Last edited by fatfenders; Feb 12, 2005 at 09:08 AM.
I then pulled each of the spark plugs and examined them. They were all very black and dry (carbon fouling -- I read up on it), with the two middle on the passenger side cleaner than the rest but still kinda mucky. I cleaned them with a wire brush and reinstalled, then drove the pickup around the neighborhood (maybe three miles, enough that the engine was warmed up well before I returned). The truck seemed to run better at first but went back to idling rough, accelerating was strong but running at constant speed (~30mph) sounded kind of gargly. I checked the exhaust when I got home and it was clear with no discernable smell. After letting the engine cool a bit I checked the plugs again and they were back to the same situation I described earlier.
Oh, I also checked the coolant in the radiator. Level was good and color was also. And as I drove around the temp went up and stayed normal.
So.... where from here? Other than that I can't seem to tune a carb to save myself...
Last edited by jeffh; Feb 12, 2005 at 10:27 PM.
We'll this oil description sounds like good news. Don't stress black oil. Do you have a local mechanic friend that can drive it and offer suggestion? I won't pretend I can fix it over the net, since I really don't know what you got.

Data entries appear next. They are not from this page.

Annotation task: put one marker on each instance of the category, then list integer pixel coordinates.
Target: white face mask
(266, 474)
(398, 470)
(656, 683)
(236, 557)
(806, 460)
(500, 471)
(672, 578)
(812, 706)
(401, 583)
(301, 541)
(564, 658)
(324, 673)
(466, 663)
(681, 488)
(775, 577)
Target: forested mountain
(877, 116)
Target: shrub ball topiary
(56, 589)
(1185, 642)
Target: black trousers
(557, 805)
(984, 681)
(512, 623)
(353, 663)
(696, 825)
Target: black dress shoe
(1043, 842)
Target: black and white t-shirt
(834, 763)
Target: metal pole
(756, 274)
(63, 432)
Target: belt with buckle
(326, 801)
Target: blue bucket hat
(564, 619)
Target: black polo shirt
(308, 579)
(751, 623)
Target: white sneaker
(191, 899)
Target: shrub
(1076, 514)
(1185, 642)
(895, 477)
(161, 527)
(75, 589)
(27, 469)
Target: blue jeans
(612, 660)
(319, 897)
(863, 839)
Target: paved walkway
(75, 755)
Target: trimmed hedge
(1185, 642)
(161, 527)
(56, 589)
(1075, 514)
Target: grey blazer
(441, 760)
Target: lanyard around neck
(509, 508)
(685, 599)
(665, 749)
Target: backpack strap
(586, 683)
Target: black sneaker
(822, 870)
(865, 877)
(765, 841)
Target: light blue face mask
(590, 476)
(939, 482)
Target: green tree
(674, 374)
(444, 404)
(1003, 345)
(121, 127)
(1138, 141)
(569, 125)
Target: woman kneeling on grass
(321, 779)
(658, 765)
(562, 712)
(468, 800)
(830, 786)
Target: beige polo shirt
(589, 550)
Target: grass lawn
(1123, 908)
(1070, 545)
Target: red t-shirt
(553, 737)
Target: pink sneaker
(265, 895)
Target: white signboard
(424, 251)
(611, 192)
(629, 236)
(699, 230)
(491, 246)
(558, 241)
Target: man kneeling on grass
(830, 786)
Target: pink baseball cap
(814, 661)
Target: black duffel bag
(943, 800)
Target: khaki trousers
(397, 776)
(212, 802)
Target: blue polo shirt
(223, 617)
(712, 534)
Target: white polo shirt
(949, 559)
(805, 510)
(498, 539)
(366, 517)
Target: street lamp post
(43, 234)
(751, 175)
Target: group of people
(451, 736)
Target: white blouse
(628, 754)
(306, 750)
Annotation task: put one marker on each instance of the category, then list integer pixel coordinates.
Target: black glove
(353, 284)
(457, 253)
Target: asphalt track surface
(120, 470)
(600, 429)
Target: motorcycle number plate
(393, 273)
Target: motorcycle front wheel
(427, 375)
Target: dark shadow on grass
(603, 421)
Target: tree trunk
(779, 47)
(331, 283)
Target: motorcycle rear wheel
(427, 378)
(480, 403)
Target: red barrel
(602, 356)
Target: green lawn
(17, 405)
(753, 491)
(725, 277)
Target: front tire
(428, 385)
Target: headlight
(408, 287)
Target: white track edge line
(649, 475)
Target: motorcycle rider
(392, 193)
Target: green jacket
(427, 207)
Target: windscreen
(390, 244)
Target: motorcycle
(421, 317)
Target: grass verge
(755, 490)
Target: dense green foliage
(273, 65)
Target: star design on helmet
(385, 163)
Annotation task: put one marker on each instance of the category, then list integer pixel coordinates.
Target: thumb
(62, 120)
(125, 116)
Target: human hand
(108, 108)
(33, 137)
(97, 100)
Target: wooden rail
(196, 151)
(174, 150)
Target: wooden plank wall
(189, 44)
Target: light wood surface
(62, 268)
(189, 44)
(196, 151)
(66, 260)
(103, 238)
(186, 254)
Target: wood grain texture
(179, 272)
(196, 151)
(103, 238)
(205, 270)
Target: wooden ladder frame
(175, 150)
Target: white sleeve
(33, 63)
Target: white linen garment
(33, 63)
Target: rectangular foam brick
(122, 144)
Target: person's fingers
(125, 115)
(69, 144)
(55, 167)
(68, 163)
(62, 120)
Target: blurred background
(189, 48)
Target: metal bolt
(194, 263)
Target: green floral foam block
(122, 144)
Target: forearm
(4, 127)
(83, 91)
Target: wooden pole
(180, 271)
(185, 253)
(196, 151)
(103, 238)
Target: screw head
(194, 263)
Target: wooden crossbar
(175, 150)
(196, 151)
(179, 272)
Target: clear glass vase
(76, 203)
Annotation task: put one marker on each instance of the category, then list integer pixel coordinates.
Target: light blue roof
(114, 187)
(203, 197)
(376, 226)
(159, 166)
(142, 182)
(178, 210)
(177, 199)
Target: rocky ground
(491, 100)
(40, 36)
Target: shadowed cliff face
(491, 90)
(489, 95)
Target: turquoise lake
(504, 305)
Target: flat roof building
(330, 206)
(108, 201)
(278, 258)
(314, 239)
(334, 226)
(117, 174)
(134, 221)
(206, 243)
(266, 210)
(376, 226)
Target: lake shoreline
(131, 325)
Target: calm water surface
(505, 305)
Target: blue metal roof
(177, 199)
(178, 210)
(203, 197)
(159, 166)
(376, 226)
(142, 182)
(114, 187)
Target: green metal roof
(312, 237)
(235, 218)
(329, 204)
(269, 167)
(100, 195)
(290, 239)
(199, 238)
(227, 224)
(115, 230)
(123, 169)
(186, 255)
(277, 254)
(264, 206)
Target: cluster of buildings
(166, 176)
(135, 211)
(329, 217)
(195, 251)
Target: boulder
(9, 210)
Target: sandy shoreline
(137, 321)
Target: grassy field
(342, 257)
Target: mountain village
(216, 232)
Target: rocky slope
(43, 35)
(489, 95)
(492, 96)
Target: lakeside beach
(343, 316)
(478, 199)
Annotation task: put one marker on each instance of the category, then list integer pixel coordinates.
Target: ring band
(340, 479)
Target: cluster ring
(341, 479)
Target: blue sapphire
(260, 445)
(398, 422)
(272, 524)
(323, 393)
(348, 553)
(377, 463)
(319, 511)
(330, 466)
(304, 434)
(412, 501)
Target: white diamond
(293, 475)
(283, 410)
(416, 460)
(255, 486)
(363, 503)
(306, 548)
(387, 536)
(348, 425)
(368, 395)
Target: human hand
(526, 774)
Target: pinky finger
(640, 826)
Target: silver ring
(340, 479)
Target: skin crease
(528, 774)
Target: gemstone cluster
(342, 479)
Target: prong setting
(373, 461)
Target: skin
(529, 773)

I can offer a few basic suggestions.
Don't beat yourself up because you can't tune a 50 year old carb that might be full of debris. I rarely do much to the carb until I have verified the entire ignition system is in excellent repair, and the engine is in reasonable condition. Decent compression, no vacuum leaks etc. You can really end up chasing your tail if you dig into a carb and try to tune it to work with a faulty ignition system.
I'd start by verifying the distributor shaft isn't too sloppy, install new points (unless they are very new) and set the timing. Check plug wires, coil etc. There are guys here much more competent on the flatties and Y-blocks than I. Start a new thread if you need to. A lot of people are probably skipping over this one at this point.
I had been debating for several years whether or not to have the engine professionally rebuilt (ounce of prevention type of thing, if nothing else) but I'd rather do it by my own decision. The thing that gripes me about the carb is I had it professionally rebuilt about a year ago and it worked great for a couple of months, then started making a clunking sound when operating the throttle. I took it back and they worked on it some more. Unfortunately it hasn't run right since and I loathe taking it back there again. May go down the street where I had some work done early on.I agree this thread has gotten rather long and way off subject. Thanks for all the help, I'll start a new post when I get more news, good or bad.
Ford Trucks for Ford Truck Enthusiasts
Jeff...you probably already know this but make sure your choke is opening all the way. That will make your carb rich and turn your plugs black. Oops, I was going to get into enrichment screws and power valves, then I realized you have a flathead v8.
So I better quit, but check the choke.